Faced with more school work and tough exams, children are succumbing to stress and its harmful effects.
Feeling stress is a fact of life for most people. However, too much or prolonged stress can have detrimental effects on the mind and body.
Unfortunately, even youngsters are beginning to fall victim to the damaging effects of stress. Statistics regarding childhood and adolescent depression and anxiety are startling; adolescent suicide alone has quadrupled in the last 50 years.
Stress manifests itself in many ways; in the classroom, it can exhibit as learning difficulties such as lack of attention or concentration and forgetfulness, socialisation problems such as difficulty in interacting with other children and expressing one’s feelings. Children who are aggressive or disruptive, who pick fights with other children or engage in bullying too may be reacting to the stress in their lives.
Matching soaring cut-offs and acing entrance exams have now become the be-all and end-all of a child’s growing years. Children spend most of their time in school and the weightage given to exams and grades is at an all-time high.
Unfortunately, our educational system today is not geared to cater to the average student and the constant pressure to perform well academically can often overpower the child’s self-control and affect its self-esteem.
The emphasis on competition gives rise to a number of psychological problems. Classroom stress negatively affects the child’s performance and the manner in which it behaves. Some children may be too scared to ask or answer questions, or even ask to use the washroom. Children who are experiencing distress engage in avoidance behaviour; they may make excuses to skip school and withdraw from friends and family as well. In fact, such children fall ill more often and may experience frequent headaches, gastric difficulties and body ache.

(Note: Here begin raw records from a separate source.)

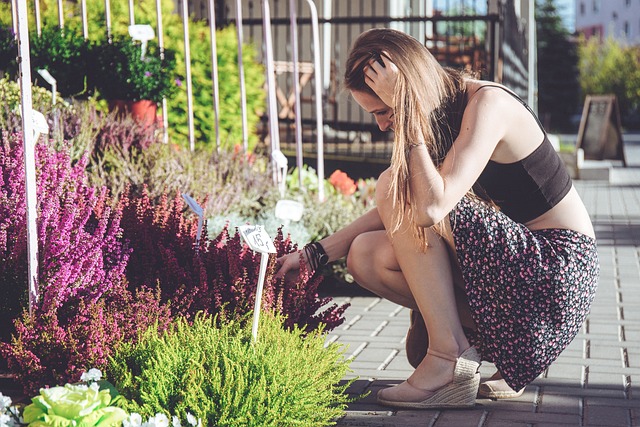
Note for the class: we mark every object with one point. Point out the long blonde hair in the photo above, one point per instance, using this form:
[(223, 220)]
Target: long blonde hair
[(428, 105)]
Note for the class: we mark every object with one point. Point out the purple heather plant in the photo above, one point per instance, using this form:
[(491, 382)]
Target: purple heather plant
[(100, 263), (84, 308), (221, 276)]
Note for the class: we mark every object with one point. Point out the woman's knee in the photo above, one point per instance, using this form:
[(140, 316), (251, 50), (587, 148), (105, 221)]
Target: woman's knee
[(368, 255), (383, 202), (359, 257)]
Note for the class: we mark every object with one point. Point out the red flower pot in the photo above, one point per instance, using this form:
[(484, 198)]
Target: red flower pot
[(143, 111)]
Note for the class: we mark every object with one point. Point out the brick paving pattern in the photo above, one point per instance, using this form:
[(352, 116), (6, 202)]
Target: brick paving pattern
[(594, 382)]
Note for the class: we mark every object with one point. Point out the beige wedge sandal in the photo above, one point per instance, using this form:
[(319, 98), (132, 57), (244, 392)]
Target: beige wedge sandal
[(460, 393)]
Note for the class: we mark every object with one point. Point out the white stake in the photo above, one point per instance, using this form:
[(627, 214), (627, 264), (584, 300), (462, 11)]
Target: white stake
[(259, 241)]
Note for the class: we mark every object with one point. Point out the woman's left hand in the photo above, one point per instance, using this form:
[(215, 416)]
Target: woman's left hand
[(381, 77)]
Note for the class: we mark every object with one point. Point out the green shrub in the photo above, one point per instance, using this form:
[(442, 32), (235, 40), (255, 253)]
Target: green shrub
[(65, 55), (8, 51), (213, 370)]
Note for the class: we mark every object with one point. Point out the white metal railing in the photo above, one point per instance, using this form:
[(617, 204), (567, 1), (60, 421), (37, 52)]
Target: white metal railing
[(21, 29)]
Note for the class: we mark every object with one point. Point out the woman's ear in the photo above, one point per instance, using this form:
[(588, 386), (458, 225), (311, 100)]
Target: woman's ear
[(376, 56)]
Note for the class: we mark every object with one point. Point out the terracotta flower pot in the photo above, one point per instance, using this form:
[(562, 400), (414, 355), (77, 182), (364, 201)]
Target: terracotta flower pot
[(143, 111)]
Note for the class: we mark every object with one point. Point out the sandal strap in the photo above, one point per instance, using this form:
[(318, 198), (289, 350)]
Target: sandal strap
[(442, 355)]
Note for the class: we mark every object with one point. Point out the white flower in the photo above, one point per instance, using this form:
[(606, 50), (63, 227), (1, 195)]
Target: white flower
[(92, 375), (5, 420), (134, 420), (161, 420), (191, 419), (5, 402)]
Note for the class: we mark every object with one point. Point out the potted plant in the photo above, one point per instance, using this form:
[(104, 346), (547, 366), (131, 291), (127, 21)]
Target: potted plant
[(132, 80)]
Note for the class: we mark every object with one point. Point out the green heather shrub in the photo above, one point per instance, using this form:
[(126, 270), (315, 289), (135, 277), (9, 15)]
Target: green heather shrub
[(10, 113), (212, 369), (225, 182)]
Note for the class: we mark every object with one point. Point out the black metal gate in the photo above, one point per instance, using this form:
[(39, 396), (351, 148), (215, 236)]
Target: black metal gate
[(462, 34)]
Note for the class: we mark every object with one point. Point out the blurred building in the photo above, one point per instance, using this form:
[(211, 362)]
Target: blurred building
[(619, 19)]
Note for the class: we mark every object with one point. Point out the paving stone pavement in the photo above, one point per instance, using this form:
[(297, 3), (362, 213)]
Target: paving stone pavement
[(594, 382)]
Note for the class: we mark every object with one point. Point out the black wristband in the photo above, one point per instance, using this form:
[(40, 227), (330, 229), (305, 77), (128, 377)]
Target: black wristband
[(316, 255)]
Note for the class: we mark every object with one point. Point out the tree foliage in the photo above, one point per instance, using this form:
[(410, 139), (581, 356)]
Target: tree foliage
[(609, 67), (558, 87)]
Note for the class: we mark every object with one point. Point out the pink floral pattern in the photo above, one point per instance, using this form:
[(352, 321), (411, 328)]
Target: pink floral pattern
[(529, 291)]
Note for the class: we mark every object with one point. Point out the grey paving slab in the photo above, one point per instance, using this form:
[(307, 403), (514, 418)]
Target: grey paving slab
[(594, 382)]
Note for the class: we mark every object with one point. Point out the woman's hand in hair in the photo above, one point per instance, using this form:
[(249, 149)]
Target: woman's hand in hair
[(381, 75)]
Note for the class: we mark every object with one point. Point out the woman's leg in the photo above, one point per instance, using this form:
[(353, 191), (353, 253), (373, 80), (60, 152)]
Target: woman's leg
[(430, 280)]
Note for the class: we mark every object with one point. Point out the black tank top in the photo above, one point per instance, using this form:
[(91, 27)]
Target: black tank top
[(530, 187)]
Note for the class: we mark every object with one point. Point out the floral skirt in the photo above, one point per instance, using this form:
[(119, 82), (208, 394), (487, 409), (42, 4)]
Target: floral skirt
[(529, 291)]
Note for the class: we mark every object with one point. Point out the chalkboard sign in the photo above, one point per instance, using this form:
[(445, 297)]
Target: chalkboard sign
[(600, 134)]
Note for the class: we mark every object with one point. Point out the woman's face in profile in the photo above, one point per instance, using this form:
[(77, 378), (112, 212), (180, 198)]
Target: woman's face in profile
[(374, 105)]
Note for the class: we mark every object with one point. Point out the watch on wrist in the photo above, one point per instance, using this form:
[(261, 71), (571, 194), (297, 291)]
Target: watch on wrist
[(316, 255)]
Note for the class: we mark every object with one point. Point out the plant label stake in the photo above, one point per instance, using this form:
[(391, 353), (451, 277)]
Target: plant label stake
[(259, 241), (52, 81), (195, 207), (281, 169), (142, 33)]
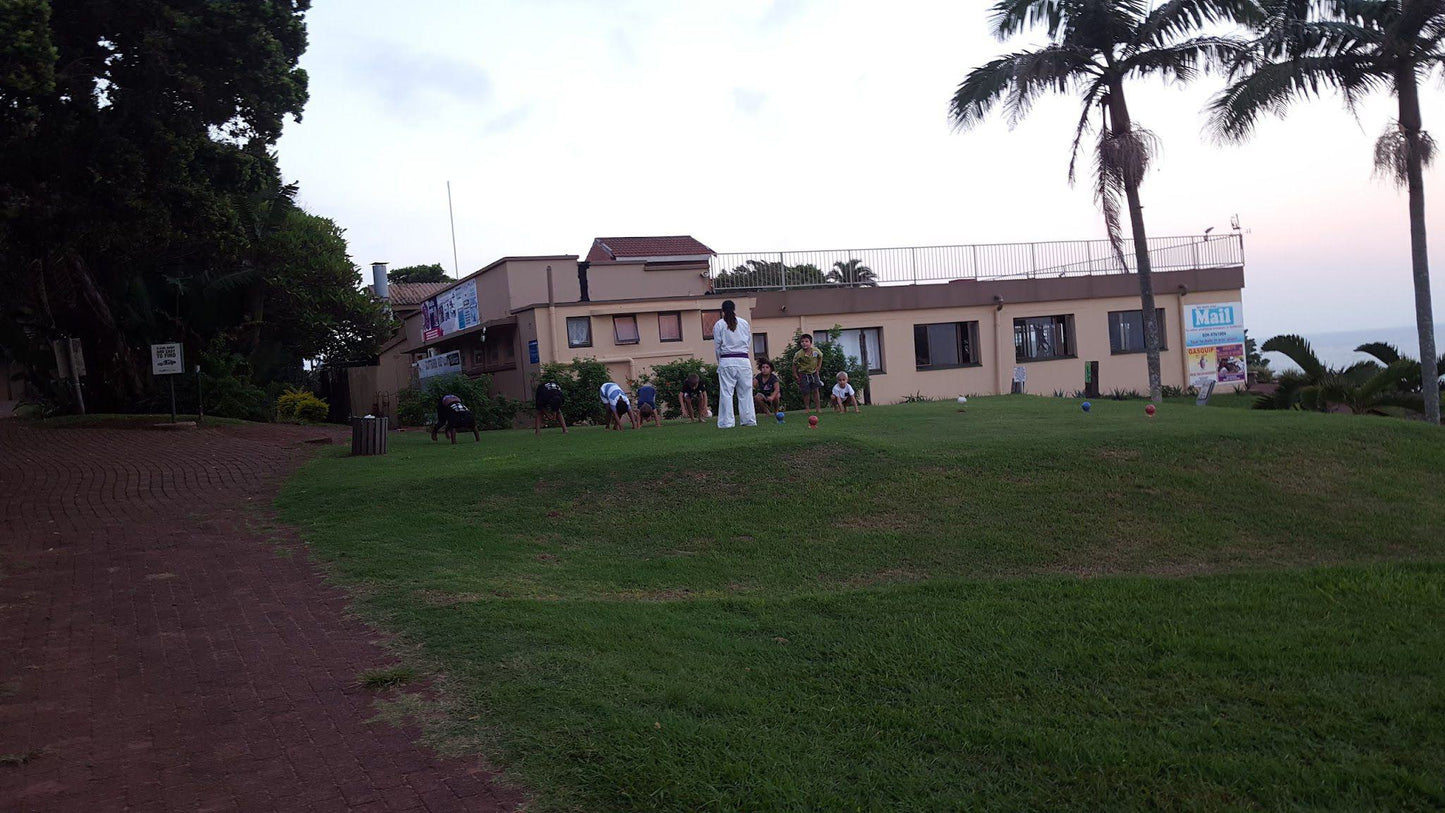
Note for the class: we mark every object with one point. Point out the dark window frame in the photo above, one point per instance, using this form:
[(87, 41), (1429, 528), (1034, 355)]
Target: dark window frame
[(967, 337), (588, 342), (1113, 324), (675, 315), (636, 329)]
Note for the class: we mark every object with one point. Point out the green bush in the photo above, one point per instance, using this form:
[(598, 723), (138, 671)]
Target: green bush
[(418, 406), (581, 381), (669, 377), (301, 406), (833, 363)]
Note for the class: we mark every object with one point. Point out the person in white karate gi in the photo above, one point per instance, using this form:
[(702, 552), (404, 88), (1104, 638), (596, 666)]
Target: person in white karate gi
[(733, 340)]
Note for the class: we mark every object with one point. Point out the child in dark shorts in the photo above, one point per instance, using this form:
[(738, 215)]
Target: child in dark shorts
[(549, 406), (453, 415), (694, 399), (648, 405)]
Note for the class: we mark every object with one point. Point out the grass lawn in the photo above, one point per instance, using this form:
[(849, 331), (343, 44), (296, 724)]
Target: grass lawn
[(1013, 607)]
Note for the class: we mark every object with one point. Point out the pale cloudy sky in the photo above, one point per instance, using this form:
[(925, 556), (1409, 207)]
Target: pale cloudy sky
[(795, 124)]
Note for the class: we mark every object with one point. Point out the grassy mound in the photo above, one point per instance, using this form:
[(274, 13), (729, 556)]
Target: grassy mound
[(909, 608)]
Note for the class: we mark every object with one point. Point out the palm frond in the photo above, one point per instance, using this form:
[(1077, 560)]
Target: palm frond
[(1178, 18), (1393, 152), (1296, 348)]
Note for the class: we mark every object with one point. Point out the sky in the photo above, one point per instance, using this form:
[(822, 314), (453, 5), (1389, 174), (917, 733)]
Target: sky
[(798, 124)]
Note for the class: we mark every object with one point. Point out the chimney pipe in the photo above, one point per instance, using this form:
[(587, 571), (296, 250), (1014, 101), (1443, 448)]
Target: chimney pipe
[(379, 280)]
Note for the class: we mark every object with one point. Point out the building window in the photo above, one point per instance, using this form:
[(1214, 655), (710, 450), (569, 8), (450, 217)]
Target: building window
[(669, 327), (710, 318), (624, 329), (1126, 331), (1041, 338), (578, 331), (864, 344), (945, 344)]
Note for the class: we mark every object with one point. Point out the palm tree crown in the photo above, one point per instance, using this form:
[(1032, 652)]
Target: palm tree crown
[(1094, 45), (1354, 46)]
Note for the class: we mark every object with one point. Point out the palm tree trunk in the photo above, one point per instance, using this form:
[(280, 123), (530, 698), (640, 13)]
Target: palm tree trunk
[(1409, 94), (1122, 126)]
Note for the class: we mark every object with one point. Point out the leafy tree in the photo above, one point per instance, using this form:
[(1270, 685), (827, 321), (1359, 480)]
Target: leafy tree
[(755, 275), (418, 273), (834, 361), (1354, 46), (1094, 46), (139, 200), (851, 273)]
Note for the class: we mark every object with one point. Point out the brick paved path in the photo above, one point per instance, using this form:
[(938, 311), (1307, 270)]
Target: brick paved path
[(159, 651)]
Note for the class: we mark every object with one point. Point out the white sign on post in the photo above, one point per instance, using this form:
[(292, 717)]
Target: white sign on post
[(166, 358)]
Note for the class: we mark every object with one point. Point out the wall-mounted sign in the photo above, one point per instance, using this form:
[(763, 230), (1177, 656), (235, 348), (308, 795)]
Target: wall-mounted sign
[(450, 311), (438, 364), (1214, 344), (166, 358)]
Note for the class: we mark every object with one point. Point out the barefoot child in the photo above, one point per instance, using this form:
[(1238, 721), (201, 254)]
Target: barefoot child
[(454, 415), (549, 406), (617, 406), (843, 394), (694, 399), (648, 405), (807, 367), (766, 393)]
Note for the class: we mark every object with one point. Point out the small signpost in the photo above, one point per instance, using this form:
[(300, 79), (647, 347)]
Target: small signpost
[(168, 360)]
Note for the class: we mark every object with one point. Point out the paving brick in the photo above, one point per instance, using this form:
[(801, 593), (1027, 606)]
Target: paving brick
[(159, 656)]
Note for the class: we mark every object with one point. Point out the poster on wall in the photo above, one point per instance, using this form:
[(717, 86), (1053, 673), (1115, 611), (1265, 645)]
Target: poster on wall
[(438, 364), (1214, 344), (450, 311)]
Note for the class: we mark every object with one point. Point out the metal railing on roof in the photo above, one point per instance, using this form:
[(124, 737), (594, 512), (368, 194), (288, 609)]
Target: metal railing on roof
[(867, 267)]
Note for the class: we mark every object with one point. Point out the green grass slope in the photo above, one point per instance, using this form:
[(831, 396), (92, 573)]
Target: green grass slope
[(1012, 607)]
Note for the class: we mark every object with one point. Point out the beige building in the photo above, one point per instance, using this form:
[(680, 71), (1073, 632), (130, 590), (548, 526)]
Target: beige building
[(937, 322)]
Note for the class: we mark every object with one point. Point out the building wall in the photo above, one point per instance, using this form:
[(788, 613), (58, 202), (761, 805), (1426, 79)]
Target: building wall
[(626, 280), (626, 361), (993, 374)]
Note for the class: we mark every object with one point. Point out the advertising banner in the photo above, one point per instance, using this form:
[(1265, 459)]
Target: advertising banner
[(438, 364), (1214, 344), (451, 311)]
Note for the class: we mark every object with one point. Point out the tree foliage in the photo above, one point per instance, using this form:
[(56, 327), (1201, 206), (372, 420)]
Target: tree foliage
[(1093, 48), (418, 273), (140, 202)]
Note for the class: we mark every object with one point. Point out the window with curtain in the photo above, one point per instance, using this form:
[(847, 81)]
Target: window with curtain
[(1041, 338), (624, 329), (864, 344), (1126, 331), (578, 331)]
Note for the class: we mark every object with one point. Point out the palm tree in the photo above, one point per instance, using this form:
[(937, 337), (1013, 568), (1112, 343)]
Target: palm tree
[(1094, 45), (853, 273), (1354, 46), (1364, 387)]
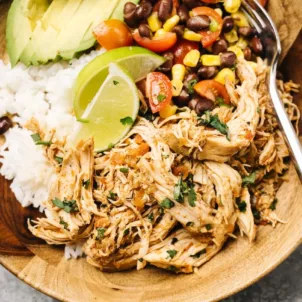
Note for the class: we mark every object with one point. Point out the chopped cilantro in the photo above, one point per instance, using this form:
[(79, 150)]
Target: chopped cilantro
[(68, 206), (273, 204), (127, 120), (100, 233), (151, 216), (65, 224), (167, 203), (59, 159), (191, 85), (174, 240), (213, 121), (86, 183), (197, 255), (161, 97), (249, 180), (171, 254), (221, 103)]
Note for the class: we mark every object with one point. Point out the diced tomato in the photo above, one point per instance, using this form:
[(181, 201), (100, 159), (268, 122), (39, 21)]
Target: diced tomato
[(210, 88), (159, 44), (113, 34), (209, 37), (181, 48), (159, 91)]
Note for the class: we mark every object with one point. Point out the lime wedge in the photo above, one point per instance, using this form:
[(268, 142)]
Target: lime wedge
[(138, 61), (112, 112)]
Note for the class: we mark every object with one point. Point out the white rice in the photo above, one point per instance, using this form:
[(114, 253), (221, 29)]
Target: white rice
[(45, 93)]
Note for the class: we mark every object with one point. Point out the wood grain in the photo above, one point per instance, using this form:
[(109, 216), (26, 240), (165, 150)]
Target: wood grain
[(237, 266)]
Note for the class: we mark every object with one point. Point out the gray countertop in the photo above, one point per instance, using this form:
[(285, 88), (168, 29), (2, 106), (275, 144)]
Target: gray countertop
[(284, 284)]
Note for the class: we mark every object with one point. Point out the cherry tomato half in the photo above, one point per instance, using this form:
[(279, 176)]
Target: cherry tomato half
[(159, 44), (212, 89), (159, 91), (209, 37), (181, 48), (113, 34)]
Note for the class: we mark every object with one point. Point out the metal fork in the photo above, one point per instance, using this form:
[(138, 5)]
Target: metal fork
[(269, 36)]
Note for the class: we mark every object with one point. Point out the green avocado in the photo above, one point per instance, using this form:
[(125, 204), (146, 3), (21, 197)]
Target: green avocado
[(22, 19)]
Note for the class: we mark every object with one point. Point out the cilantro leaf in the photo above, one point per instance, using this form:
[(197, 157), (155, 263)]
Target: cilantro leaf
[(197, 255), (100, 233), (127, 120), (171, 254), (161, 97), (69, 206), (167, 203), (249, 180)]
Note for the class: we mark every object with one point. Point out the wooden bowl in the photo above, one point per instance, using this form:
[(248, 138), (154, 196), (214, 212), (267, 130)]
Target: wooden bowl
[(237, 266)]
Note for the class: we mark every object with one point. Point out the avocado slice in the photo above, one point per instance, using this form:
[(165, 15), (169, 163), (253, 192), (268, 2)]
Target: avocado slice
[(49, 32), (22, 19), (77, 39), (118, 13)]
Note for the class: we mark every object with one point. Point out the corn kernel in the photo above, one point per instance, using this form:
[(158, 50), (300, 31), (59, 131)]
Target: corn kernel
[(178, 72), (238, 52), (160, 33), (224, 74), (154, 22), (231, 36), (176, 87), (254, 65), (192, 57), (232, 6), (240, 19), (218, 11), (170, 23), (242, 43), (168, 111), (192, 36), (210, 60)]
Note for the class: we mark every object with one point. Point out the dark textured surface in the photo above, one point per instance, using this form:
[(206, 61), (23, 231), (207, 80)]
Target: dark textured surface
[(282, 285)]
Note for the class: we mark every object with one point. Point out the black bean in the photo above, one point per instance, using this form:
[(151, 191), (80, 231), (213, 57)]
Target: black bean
[(165, 9), (198, 23), (183, 14), (203, 105), (227, 59), (256, 46), (129, 14), (167, 66), (228, 24), (219, 46), (247, 31), (189, 80), (144, 10), (192, 104), (183, 99), (192, 3), (207, 72), (247, 53), (144, 31), (179, 30), (5, 124)]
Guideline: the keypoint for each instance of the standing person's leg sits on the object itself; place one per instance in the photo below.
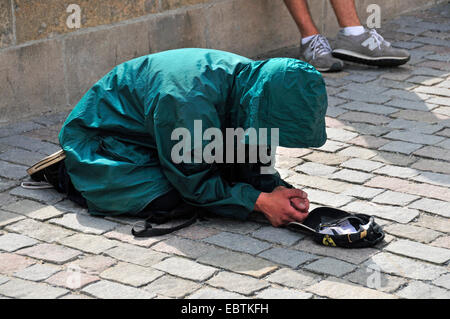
(314, 48)
(356, 44)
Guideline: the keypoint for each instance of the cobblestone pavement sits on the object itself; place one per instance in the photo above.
(387, 155)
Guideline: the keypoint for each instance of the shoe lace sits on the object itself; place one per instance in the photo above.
(378, 39)
(320, 45)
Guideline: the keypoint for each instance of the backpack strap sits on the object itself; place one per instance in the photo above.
(145, 228)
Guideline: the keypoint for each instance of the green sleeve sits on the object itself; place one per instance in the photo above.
(200, 184)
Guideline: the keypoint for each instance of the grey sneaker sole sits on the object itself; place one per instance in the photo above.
(352, 56)
(336, 67)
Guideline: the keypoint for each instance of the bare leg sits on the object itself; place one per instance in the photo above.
(345, 11)
(302, 17)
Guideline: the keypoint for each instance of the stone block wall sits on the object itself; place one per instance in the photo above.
(45, 65)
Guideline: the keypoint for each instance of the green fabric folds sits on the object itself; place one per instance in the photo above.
(118, 140)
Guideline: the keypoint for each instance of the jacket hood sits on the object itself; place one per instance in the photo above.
(282, 93)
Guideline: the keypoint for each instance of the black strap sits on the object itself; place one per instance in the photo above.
(145, 228)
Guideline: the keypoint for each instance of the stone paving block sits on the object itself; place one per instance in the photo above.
(123, 233)
(170, 286)
(38, 230)
(443, 281)
(374, 279)
(33, 209)
(67, 205)
(419, 251)
(352, 176)
(297, 279)
(362, 192)
(20, 156)
(355, 256)
(237, 283)
(397, 171)
(340, 134)
(71, 279)
(51, 253)
(412, 232)
(364, 117)
(440, 100)
(238, 242)
(31, 144)
(292, 152)
(3, 279)
(47, 196)
(182, 247)
(282, 293)
(315, 169)
(130, 274)
(418, 138)
(110, 290)
(433, 222)
(332, 146)
(434, 153)
(419, 127)
(419, 116)
(444, 144)
(330, 266)
(431, 165)
(368, 129)
(405, 267)
(433, 206)
(238, 262)
(394, 158)
(363, 96)
(136, 255)
(88, 243)
(12, 242)
(12, 171)
(9, 263)
(401, 147)
(359, 152)
(213, 293)
(185, 268)
(362, 164)
(283, 162)
(433, 178)
(326, 158)
(85, 224)
(327, 198)
(411, 105)
(277, 235)
(7, 218)
(400, 185)
(425, 80)
(22, 289)
(340, 290)
(370, 108)
(322, 183)
(332, 109)
(398, 214)
(6, 184)
(443, 242)
(37, 272)
(289, 257)
(93, 264)
(420, 290)
(394, 198)
(230, 225)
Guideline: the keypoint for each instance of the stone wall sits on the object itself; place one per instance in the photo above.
(47, 66)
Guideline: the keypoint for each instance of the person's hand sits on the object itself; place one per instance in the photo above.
(283, 205)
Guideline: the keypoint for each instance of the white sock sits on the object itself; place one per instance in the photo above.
(355, 30)
(306, 39)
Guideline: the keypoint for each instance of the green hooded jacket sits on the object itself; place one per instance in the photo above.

The first step towards reducing stress in the classroom is to identify the stressors. The classroom should have a comfortable environment where the child feels free to discuss its problems fearlessly. When a student expresses a concern, validate his/her feelings. Criticism, if constructive, is important; however, it must always be in private, whether about their academics or their behaviour. To single out a child can be detrimental to his/her self-confidence.
Teacher-student ratios and the extent of the syllabus are challenges every teacher has to face. However, if a child is in distress, it’s important to spend time to understand his/her concerns and provide the support they need to cope.
At the same time, teachers must spend some time in their class to focus on life-skills education; foster emotional understanding, assertiveness, empathy, problem solving, critical thinking and decision-making skills in children to help them face the challenges that life will forever toss their way.